Thursday, May 26, 2022

The Unpredictable Teacher Effect

It is strange the way life comes full circle sometimes. 

When moments like this strike you've got to wonder if this was the way it was meant to be all along. 

 It was 1980 when this woman first came into my life. She was my first-grade teacher and to be honest, I couldn't have asked for a better one. She was everything a six-year-old could want in a teacher. Sr. Carol was kind, gentle, pretty, fun and of course very smart. She made me look forward to going to school, made me excited to learn and influenced my thoughts on what I wanted to be when I grew up.

Yep. I wanted to be a nun and I wanted to be a teacher.

I loved to go home each day and play school. But, what little girl didn't? I would imitate Sr. Carol's teaching style and recreate the lessons taught each day. 

Although I loved school, first grade was a tough time for me. I started full-day school just a few months after my sister was born. My mom was at home giving her attention to the new baby and I was jealous. I didn't quite know how to express my feelings so I guess I was looking for validation at school. 

Sr. Carol noticed I was in need of some extra encouragement and support and even took the time to point this out to my mom. My mom was doing the best she could, raising three kids, but the talk with Sr. Carol was a little wake up call. I needed some extra mommy time too. 

When I first started attending St. Nicholas School in McKeesport, the Sisters of the Order of St. Basil the Great, from Uniontown, Pennsylvania, made up the teaching staff for 1st through 8th grade. By the time I graduated from 8th grade, the students were taught mostly by lay teachers with two nuns from another order based in Warren, Ohio. 

The number of vocations to the sisterhood had started to decline and the Basilian sisters could no longer commit to the number of nuns necessary to staff my school. 

But even though the Sisters of St. Basil were no longer teaching at St. Nicholas, I still managed to see Sr. Carol each year during their annual Pilgrimage in Uniontown. 

Each Labor Day weekend, the sisters welcome the public to enjoy a prayerful experience on the grounds of their monastery, which by the way is the largest annual gathering of Byzantine Catholics in the United States. Sr. Carol is always very busy during this particular weekend but my mom and I would seek her out just for a few minutes to spend time with my beloved first-grade teacher. 

Fast forward to 2012, my church was assigned a new priest. As he started to acclimate to our parish, a familiar face started showing up to events. It was none other than Sr. Carol. She and my parish priest were very good friends with a history that predated my meeting her in 1980. What a small world indeed. 

During her priest friend's time serving my parish, it was nice for her to get reacquainted with my parents and to also meet my children. Seeing her more than once a year was especially nice since it didn't involve an hour ride to Uniontown and it allowed for more time to talk and catch up.

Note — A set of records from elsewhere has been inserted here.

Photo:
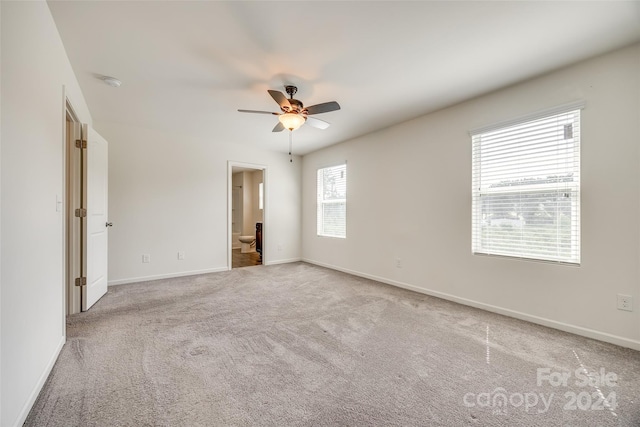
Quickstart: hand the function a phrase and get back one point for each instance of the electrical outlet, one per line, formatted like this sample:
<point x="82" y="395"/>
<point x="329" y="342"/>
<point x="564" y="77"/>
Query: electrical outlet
<point x="625" y="302"/>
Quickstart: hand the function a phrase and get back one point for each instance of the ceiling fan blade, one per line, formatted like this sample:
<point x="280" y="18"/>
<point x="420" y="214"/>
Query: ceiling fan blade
<point x="280" y="98"/>
<point x="257" y="112"/>
<point x="323" y="108"/>
<point x="317" y="123"/>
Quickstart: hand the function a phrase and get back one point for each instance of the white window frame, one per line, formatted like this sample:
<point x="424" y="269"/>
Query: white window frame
<point x="481" y="239"/>
<point x="322" y="229"/>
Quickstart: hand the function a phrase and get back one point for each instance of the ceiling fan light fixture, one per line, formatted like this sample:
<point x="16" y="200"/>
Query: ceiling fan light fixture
<point x="291" y="121"/>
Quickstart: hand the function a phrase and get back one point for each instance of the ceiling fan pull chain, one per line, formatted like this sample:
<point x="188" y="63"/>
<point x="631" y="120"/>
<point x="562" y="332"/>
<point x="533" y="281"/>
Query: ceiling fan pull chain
<point x="290" y="144"/>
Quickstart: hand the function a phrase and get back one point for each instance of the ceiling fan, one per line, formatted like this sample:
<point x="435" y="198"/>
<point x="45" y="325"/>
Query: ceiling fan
<point x="294" y="114"/>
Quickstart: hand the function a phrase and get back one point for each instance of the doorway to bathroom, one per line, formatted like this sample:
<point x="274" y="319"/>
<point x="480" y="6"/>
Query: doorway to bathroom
<point x="247" y="207"/>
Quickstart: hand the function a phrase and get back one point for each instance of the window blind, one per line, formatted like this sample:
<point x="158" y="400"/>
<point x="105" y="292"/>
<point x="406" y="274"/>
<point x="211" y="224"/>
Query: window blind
<point x="332" y="201"/>
<point x="526" y="189"/>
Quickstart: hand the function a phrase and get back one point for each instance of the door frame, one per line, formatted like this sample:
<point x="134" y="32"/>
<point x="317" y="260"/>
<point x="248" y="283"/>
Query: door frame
<point x="71" y="228"/>
<point x="265" y="208"/>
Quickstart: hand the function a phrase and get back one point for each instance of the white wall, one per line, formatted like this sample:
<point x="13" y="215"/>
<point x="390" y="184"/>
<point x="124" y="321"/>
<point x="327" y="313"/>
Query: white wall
<point x="168" y="193"/>
<point x="409" y="196"/>
<point x="256" y="179"/>
<point x="34" y="69"/>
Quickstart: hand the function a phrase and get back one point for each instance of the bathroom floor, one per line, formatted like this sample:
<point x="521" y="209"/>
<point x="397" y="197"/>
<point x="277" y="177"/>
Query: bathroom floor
<point x="239" y="259"/>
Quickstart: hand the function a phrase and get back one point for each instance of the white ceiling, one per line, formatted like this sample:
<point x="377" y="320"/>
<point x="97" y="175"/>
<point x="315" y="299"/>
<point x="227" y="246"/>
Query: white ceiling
<point x="186" y="67"/>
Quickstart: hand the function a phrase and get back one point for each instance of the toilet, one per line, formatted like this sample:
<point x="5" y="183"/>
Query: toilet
<point x="246" y="241"/>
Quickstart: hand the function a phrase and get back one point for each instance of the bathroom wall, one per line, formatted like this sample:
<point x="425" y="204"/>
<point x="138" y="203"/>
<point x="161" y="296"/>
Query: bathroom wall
<point x="257" y="213"/>
<point x="248" y="202"/>
<point x="168" y="193"/>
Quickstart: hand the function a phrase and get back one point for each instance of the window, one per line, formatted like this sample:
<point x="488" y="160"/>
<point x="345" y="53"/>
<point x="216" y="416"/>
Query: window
<point x="332" y="201"/>
<point x="526" y="188"/>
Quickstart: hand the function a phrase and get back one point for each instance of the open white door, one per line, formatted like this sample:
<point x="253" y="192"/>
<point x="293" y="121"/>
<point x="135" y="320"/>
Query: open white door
<point x="97" y="224"/>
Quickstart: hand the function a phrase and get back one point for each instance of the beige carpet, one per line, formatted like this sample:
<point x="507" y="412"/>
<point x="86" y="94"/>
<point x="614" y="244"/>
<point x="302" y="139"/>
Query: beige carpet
<point x="299" y="345"/>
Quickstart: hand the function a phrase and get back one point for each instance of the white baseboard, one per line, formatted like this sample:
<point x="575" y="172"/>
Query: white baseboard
<point x="283" y="261"/>
<point x="166" y="276"/>
<point x="566" y="327"/>
<point x="36" y="390"/>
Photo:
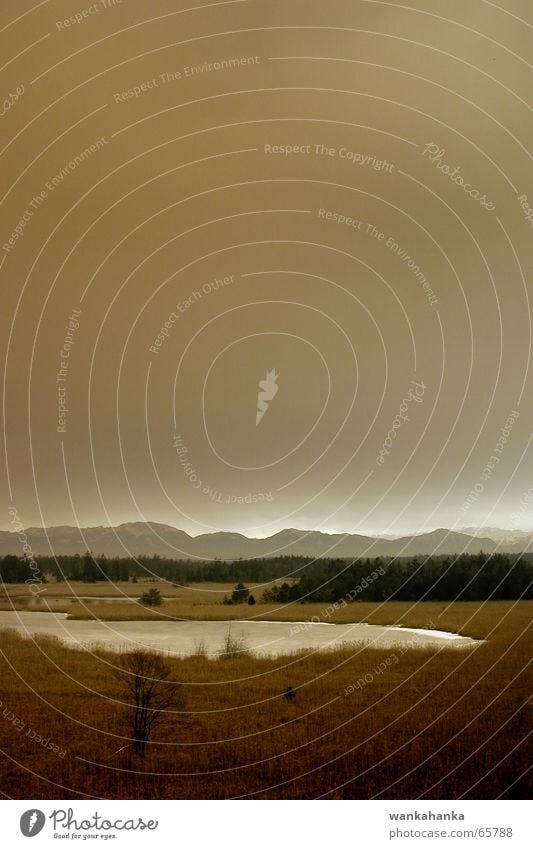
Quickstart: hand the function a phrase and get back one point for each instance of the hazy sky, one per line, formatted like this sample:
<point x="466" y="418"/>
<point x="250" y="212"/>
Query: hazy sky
<point x="332" y="198"/>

Although we have had more time together over the past couple of years, I have never really taken the time to tell Sr. Carol what a great influence she was on me growing up. Despite a few twists and turns, my life came full circle and I ended up working in a school teaching kids. I also have been teaching Sunday school for the past 12 years. I hope that her gentle, kind and fun ways are something I emulated with the students I have worked with. 

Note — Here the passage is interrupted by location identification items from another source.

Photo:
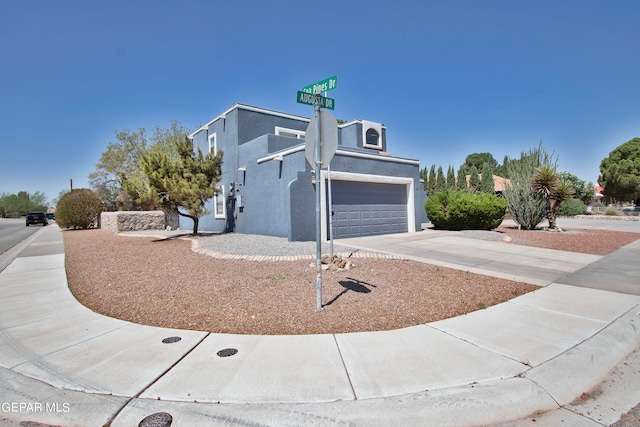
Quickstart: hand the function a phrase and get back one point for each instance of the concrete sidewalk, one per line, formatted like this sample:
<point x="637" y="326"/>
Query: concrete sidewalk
<point x="62" y="364"/>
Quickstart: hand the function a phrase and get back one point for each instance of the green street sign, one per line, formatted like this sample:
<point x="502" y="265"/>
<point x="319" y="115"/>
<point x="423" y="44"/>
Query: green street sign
<point x="307" y="98"/>
<point x="322" y="86"/>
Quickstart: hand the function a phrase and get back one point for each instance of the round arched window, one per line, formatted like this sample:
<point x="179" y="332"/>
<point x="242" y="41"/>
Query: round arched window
<point x="373" y="138"/>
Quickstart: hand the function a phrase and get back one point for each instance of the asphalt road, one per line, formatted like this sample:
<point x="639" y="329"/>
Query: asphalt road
<point x="14" y="235"/>
<point x="14" y="231"/>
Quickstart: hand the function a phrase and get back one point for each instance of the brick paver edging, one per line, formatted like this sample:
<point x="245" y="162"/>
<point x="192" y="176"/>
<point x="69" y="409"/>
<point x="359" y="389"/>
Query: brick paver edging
<point x="195" y="247"/>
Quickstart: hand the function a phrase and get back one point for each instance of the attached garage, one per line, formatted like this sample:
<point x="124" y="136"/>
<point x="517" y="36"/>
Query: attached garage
<point x="366" y="205"/>
<point x="368" y="208"/>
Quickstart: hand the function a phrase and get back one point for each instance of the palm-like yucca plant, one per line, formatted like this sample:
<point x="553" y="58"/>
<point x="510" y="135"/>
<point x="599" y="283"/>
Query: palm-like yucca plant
<point x="548" y="185"/>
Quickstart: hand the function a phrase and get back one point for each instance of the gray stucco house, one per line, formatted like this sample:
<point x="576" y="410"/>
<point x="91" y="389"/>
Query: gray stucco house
<point x="268" y="187"/>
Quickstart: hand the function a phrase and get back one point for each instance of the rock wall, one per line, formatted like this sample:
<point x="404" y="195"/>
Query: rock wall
<point x="137" y="220"/>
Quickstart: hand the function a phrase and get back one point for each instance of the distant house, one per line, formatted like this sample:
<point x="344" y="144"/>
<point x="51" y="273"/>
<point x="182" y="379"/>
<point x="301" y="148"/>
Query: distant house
<point x="268" y="187"/>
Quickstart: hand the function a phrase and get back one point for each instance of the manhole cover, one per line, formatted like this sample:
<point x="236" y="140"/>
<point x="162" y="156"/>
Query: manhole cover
<point x="227" y="352"/>
<point x="159" y="419"/>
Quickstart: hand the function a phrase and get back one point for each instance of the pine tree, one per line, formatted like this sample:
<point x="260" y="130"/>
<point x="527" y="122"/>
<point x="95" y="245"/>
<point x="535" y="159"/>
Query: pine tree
<point x="487" y="184"/>
<point x="441" y="182"/>
<point x="431" y="184"/>
<point x="461" y="184"/>
<point x="451" y="178"/>
<point x="424" y="176"/>
<point x="474" y="180"/>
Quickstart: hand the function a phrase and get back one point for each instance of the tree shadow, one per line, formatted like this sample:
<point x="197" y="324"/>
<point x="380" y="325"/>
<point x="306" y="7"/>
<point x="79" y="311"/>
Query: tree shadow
<point x="177" y="236"/>
<point x="351" y="285"/>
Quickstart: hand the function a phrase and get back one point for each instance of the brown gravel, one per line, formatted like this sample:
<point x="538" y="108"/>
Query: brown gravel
<point x="594" y="242"/>
<point x="164" y="283"/>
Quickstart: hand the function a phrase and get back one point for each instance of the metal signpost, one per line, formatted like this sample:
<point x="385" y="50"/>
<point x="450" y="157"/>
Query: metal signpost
<point x="321" y="142"/>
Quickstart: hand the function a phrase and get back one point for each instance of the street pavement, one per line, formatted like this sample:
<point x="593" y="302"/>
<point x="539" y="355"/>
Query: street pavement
<point x="564" y="354"/>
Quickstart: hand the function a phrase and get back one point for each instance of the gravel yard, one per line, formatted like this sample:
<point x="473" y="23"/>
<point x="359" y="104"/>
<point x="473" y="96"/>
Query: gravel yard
<point x="163" y="282"/>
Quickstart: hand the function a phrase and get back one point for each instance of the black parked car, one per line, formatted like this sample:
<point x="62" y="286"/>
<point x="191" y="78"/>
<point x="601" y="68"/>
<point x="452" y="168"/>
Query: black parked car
<point x="37" y="218"/>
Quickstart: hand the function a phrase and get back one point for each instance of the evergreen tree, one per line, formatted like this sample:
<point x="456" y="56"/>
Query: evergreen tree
<point x="461" y="183"/>
<point x="451" y="178"/>
<point x="474" y="180"/>
<point x="424" y="176"/>
<point x="487" y="184"/>
<point x="431" y="184"/>
<point x="441" y="182"/>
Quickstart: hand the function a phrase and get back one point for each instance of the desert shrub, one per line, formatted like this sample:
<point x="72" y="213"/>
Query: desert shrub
<point x="612" y="211"/>
<point x="572" y="207"/>
<point x="458" y="210"/>
<point x="79" y="209"/>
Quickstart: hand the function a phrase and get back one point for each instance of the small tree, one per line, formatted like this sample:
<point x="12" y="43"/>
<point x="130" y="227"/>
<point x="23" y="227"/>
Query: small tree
<point x="185" y="182"/>
<point x="79" y="208"/>
<point x="620" y="173"/>
<point x="451" y="178"/>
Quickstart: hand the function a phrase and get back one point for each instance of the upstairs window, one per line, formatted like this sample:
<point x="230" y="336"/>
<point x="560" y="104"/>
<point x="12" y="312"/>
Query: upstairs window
<point x="218" y="202"/>
<point x="372" y="138"/>
<point x="372" y="135"/>
<point x="213" y="144"/>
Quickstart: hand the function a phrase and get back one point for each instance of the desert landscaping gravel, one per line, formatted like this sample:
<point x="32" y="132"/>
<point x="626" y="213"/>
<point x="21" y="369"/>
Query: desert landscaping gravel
<point x="164" y="282"/>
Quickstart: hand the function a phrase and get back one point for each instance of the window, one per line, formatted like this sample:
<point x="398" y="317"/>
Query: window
<point x="213" y="145"/>
<point x="218" y="204"/>
<point x="372" y="135"/>
<point x="291" y="133"/>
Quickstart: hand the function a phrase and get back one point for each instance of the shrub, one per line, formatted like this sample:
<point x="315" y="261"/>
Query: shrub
<point x="612" y="211"/>
<point x="572" y="207"/>
<point x="78" y="209"/>
<point x="457" y="210"/>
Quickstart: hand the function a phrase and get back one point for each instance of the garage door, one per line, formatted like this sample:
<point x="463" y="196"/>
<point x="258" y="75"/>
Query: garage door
<point x="365" y="209"/>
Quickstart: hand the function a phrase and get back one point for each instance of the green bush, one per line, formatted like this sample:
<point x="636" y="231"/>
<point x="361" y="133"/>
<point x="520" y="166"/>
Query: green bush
<point x="572" y="207"/>
<point x="78" y="209"/>
<point x="459" y="210"/>
<point x="611" y="211"/>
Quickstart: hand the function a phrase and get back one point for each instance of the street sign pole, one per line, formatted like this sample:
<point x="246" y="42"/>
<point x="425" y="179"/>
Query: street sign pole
<point x="330" y="203"/>
<point x="316" y="108"/>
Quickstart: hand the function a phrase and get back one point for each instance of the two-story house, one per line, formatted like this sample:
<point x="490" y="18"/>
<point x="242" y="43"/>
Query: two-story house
<point x="268" y="187"/>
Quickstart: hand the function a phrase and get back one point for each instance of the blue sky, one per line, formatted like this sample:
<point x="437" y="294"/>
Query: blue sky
<point x="447" y="78"/>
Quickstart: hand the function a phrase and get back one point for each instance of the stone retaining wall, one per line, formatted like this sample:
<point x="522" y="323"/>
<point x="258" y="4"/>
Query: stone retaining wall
<point x="136" y="220"/>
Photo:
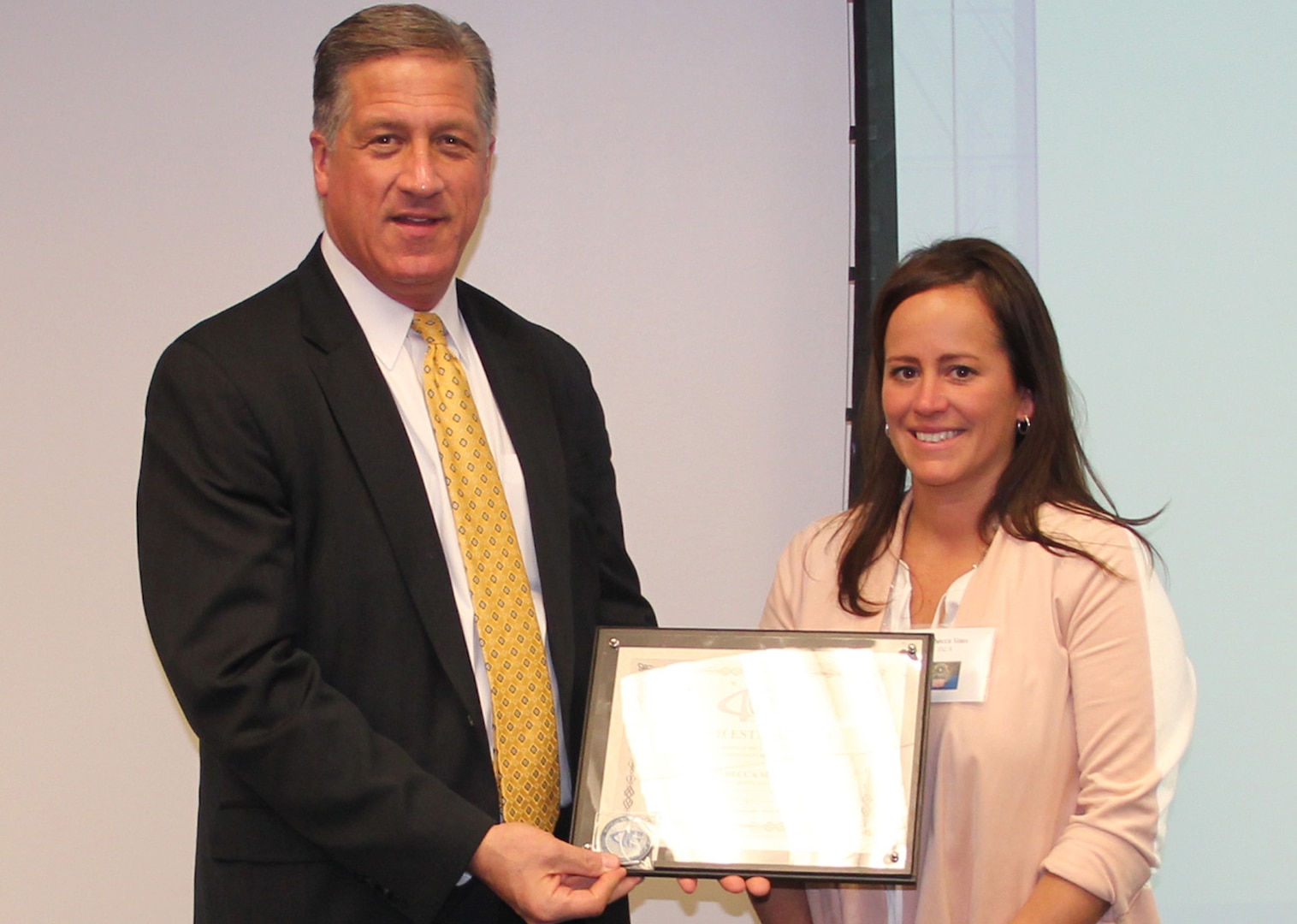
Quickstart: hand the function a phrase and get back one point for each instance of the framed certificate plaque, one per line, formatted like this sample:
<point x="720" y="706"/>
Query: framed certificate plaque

Now I know what it means to have a job where you might never see the fruits of your labor.  When you work with kids you don’t always see how you have made a difference in their lives. Most days working in education is a thankless job but hopefully, one day, I’ll have the satisfaction of knowing, my efforts helped a little one during their formative years. 

My priest recently retired, so I may end up back to the once-a-year visits with Sr. Carol in Uniontown but I am ever so grateful for this time to have her more present in my life and especially thankful for the wonderful start she gave me so many years ago.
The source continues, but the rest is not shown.